Other provisions could also impede innovation without serving any discernable resilience benefit. As noted above, DORA restricts financial entities’ use of certain non-EU service providers: financial entities are not permitted to make use of a third-country TSP that has no business or presence in the EU if the TSP would be designated as critical if it were established in the EU. Although we understand that this provision would not apply to large U.S. TSPs that have business and a presence in the EU, such as AWS or Google Cloud, this restriction limits the availability of TSPs for financial institutions and favors incumbent providers over more innovative competitors. It may also undermine financial institutions’ operational resilience: in the case of cloud services, for example, the use of out-of-jurisdiction infrastructure allows financial institutions to distribute copies of applications or data to multiple locations (making them more difficult to target) and route incoming application traffic across geographic regions (making cloud services more resilient to local failure).
Accordingly, we recommend that DORA’s restriction on the use of non-EU service providers be eliminated.

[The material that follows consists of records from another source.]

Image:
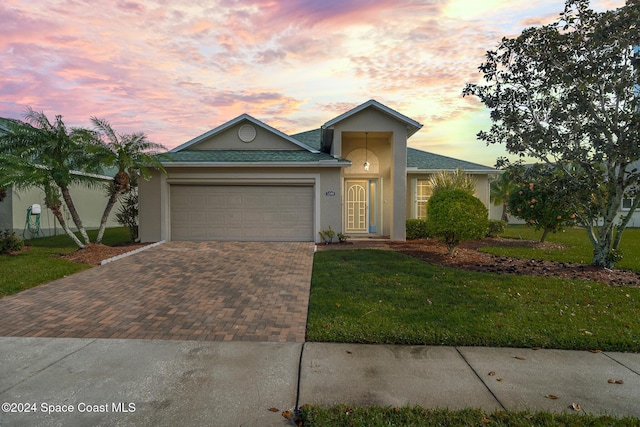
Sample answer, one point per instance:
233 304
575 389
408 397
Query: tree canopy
566 94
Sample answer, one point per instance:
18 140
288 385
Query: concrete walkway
113 382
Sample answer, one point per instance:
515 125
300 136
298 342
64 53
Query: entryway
361 206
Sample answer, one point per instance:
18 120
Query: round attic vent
247 133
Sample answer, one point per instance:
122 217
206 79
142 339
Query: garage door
242 213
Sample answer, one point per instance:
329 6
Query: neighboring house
89 201
245 180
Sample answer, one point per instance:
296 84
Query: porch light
366 149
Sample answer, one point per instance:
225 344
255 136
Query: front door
361 206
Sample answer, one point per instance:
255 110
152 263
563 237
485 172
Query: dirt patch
94 254
469 257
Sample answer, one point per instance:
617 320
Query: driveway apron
210 291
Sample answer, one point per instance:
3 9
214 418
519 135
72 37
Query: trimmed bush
417 229
496 227
454 216
9 242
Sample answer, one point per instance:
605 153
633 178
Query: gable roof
418 160
264 157
233 122
412 125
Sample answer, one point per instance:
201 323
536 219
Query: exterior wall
90 203
229 140
155 209
391 154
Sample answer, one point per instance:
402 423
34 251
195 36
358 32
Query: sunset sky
176 69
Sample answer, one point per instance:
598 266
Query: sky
175 69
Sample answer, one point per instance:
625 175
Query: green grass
578 247
374 296
40 262
341 416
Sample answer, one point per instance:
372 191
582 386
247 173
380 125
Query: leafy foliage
127 214
417 229
566 94
496 227
454 216
499 191
539 200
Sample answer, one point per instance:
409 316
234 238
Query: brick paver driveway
215 291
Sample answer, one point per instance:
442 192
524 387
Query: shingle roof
428 161
246 156
312 138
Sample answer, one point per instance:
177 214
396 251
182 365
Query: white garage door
242 213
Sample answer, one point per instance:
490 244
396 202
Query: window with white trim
423 192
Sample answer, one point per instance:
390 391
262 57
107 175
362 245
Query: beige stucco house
246 180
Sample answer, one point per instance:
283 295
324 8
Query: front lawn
40 262
577 246
375 296
374 416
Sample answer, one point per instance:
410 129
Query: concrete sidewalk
164 383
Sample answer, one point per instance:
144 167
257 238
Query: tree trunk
74 214
105 215
505 212
63 224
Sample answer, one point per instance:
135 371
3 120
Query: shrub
542 206
417 229
9 242
454 216
496 227
327 235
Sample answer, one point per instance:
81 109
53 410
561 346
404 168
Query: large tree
63 155
132 155
566 94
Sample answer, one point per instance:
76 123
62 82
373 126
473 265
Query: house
246 180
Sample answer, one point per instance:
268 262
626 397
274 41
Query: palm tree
132 154
21 174
61 154
500 189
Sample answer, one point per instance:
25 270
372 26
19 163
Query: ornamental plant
454 216
541 206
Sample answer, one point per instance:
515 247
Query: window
423 192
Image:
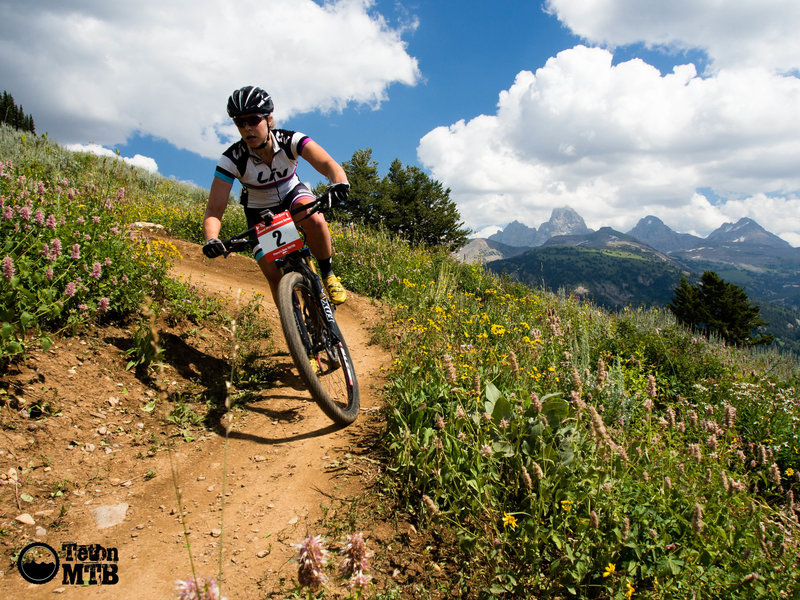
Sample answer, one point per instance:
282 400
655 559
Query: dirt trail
285 460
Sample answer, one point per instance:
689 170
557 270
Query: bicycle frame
297 260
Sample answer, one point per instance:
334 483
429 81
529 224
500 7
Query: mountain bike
307 318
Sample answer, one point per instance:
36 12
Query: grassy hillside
554 449
625 276
610 278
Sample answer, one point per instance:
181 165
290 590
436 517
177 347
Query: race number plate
280 237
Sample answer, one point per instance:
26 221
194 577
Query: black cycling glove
214 248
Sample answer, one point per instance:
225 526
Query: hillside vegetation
552 449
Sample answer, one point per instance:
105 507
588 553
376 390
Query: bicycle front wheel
318 350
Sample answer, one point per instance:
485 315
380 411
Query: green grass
570 451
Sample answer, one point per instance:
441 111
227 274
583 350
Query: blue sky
687 110
467 53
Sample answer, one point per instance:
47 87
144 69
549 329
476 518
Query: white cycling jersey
267 185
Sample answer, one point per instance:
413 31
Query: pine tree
406 202
721 308
14 115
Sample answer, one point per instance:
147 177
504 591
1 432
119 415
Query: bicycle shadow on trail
270 441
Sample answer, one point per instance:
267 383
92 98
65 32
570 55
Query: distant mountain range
644 265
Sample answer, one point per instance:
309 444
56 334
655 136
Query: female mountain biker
265 162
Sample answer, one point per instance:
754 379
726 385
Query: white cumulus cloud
137 160
102 71
617 142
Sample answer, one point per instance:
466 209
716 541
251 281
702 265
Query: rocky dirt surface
87 456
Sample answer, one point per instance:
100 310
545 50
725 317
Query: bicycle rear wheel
319 351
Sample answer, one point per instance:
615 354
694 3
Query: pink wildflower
312 557
199 588
356 556
8 268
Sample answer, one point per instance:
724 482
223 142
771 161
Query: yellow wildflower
629 589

With respect to DORA’s provisions governing subcontracting, we recommend that those be limited to subcontracted functions that are “critical or important” to the operations of a financial institution. And DORA should explicitly allow, in connection with requests for sensitive information or data, for CTPPs and their Lead Overseers to cooperate to find alternative arrangements for a CTPP to provide responsive information that does not involve highly sensitive information or data leaving the CTPP’s premises.